Rubo questo titolo da un articolo che mi è capitato di leggere, il cui occhiello ha catturato la mia attenzione:

“Lamentarsi per la durata dei film è diventata una moda. Ma l’arte richiede tenacia e pazienza.”

L’articolo cita alcune pellicole particolarmente lunghe, oltre ai recenti Napoleon e Oppenheimer: Titanic, Avengers, Avatar. E io aggiungo Interstellar e Contact. E potremmo mai tralasciare Il Signore degli Anelli? Ma, numeri a parte, il nocciolo della questione, riporta l’autore dell’articolo, sembrerebbe essere condensato in questa frase che trovo un po’ provocatoria:

“Abbiamo una vita frenetica e, nel vortice dell’esistenza, nessuno vuole stare fermo più del necessario”.

Nessuno chi?

Mi son sentito chiamato in causa, non perché faccio parte di quel mucchio selvaggio che non vuole “stare fermo più del necessario” ma, al contrario, perché credo di essere ancora uno di quelli – tanti o pochi, non saprei – che invece vogliono stare fermi.
Mi piace stare fermo al cinema a vedere i film lunghi, quando la lunghezza è giustificata.
Fermo nelle letture lunghe e impegnative, quando la trama o l’intreccio sono avvincenti.

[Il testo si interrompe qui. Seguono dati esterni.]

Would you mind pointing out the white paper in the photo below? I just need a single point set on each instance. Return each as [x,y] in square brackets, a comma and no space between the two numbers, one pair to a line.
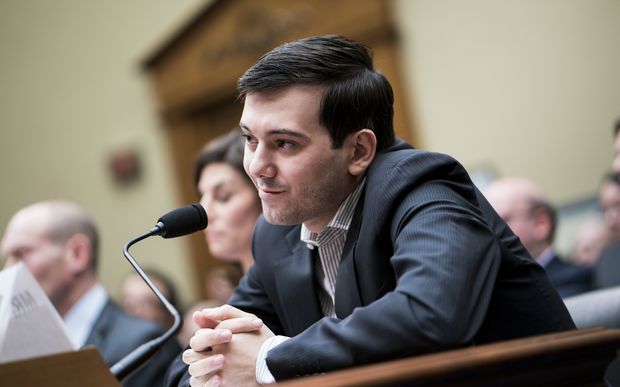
[30,326]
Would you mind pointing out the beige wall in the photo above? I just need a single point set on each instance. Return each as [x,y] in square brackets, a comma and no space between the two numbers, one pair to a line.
[72,91]
[523,87]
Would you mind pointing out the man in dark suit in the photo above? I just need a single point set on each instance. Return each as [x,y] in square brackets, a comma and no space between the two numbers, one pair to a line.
[58,242]
[526,209]
[368,249]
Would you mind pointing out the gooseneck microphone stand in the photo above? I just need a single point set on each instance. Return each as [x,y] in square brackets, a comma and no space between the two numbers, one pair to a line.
[137,357]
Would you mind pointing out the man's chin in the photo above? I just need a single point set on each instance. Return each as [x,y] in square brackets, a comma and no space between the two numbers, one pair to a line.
[278,219]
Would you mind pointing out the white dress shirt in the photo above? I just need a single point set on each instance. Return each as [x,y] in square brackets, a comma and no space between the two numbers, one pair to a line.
[330,244]
[82,316]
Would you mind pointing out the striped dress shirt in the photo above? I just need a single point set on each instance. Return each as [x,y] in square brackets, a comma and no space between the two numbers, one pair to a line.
[330,245]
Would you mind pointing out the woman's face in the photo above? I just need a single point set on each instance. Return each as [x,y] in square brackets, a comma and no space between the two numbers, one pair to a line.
[232,207]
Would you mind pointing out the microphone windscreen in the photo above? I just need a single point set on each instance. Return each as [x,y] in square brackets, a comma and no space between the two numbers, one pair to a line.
[183,221]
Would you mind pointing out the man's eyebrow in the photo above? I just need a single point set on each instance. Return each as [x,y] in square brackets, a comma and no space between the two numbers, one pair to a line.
[275,132]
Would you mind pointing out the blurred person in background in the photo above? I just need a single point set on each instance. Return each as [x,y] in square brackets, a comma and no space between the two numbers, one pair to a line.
[58,242]
[590,239]
[233,206]
[607,269]
[229,197]
[528,213]
[139,300]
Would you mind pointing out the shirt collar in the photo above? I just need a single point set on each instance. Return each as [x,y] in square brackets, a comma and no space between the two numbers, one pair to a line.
[338,225]
[82,316]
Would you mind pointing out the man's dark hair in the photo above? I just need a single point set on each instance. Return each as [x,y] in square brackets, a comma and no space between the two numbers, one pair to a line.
[356,95]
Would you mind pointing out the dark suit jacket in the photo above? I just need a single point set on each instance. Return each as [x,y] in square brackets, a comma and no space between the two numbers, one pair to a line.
[568,279]
[607,268]
[427,265]
[115,334]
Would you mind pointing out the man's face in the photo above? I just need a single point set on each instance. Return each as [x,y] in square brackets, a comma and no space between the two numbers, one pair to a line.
[289,157]
[25,241]
[518,216]
[609,199]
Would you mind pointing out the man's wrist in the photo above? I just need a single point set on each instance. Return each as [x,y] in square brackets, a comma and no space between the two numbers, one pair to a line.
[263,375]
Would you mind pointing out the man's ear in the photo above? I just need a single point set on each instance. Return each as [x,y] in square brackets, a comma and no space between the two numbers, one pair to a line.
[363,145]
[79,253]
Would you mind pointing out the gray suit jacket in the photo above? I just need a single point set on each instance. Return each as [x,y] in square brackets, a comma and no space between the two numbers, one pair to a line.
[115,334]
[427,265]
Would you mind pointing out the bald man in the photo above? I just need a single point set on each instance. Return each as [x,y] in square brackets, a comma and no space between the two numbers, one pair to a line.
[58,242]
[528,213]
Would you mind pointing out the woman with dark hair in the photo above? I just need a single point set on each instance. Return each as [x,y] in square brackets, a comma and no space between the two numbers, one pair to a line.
[229,197]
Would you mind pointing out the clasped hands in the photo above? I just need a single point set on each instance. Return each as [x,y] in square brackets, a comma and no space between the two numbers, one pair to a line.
[224,350]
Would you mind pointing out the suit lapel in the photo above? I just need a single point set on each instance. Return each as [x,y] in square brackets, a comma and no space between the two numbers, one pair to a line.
[296,285]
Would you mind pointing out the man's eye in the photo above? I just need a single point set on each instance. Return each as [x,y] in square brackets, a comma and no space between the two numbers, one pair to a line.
[285,144]
[249,139]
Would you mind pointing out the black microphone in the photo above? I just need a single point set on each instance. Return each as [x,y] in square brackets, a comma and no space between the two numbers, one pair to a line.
[179,222]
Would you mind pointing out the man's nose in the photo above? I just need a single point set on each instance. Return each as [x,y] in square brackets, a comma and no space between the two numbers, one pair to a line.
[261,164]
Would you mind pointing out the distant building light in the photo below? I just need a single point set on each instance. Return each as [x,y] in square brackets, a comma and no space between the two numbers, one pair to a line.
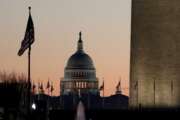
[33,106]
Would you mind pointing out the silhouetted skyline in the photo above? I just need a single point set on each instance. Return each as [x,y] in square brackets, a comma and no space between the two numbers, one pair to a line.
[106,32]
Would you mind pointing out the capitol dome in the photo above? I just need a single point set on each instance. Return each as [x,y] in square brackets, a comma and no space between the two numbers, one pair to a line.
[80,60]
[79,73]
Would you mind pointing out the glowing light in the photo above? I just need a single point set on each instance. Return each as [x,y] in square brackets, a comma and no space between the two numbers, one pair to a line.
[34,106]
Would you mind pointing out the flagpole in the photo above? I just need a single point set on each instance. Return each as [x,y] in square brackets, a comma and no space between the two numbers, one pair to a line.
[29,73]
[29,77]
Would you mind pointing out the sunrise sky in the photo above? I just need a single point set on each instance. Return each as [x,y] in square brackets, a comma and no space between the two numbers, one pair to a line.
[105,26]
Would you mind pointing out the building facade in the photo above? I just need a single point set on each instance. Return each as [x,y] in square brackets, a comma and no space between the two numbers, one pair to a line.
[79,74]
[155,46]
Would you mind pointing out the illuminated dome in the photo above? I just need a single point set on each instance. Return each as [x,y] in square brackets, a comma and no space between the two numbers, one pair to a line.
[79,73]
[80,60]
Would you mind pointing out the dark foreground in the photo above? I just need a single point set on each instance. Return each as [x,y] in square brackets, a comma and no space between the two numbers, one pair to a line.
[97,114]
[107,114]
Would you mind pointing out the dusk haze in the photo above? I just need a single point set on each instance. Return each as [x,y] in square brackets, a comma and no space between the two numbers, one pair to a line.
[105,27]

Cinematografia e narrativa

Perché dovrei sentirmi punto sul vivo da quella frase provocatoria? Dopotutto si parlava di cinema e della durata di alcuni film. Ma ecco il fulcro del mio cortocircuito: cinematografia e narrativa sono due forme d’arte profondamente diverse, ma hanno qualche aspetto fondamentale in comune. Raccontano storie, tanto per cominciare. Offrono reinterpretazioni, rivisitazioni, nuovi punti di vista. Spesso rievocano anche intere epoche. Creano o ricreano luoghi. A volte, tratteggiano interi universi. Tutte cose che ci servono per evadere. Tutte cose che richiedono tempo per essere create ma, soprattutto, richiedono tempo per essere raccontate come si deve, perché “l’arte richiede tenacia e pazienza”.
Tenacia e pazienza nel regista, come nello scrittore.
Tenacia e pazienza nello spettatore, come nel lettore.

La giusta misura

Ogni capolavoro deve avere la giusta misura, questo è fuori discussione: non deve essere necessariamente lungo per essere tale. Tuttavia, se davvero si pensa di avere “una vita frenetica e di non poter stare fermi più del necessario”, allora certe storie non fanno per noi. Certe storie forse non le meritiamo.

2 commenti su “La misura del capolavoro

  1. Giusto. Questo mordi e fuggi ha stancato. Però a ognuno la propria esigenza: io, per esempio, che non amo le lunghezze o le lungaggini, evito direttamente di vedere film infiniti e resto fredda di fronte a libri enormi (ma le rare eccezioni sono state le mie letture migliori, dico con onestà). Che poi i registi si siano un po’ abituati a superare le tre ore di film…questo è pure vero, però eh!

    1. Diciamo che oltre ad avere il talento di saper raccontare storie, bisognerebbe avere anche il dono della sintesi quando serve. Invece molti registi e autori partoriscono trilogie e saghe come se non ci fosse un domani, come se “lunghezza = capolavoro”…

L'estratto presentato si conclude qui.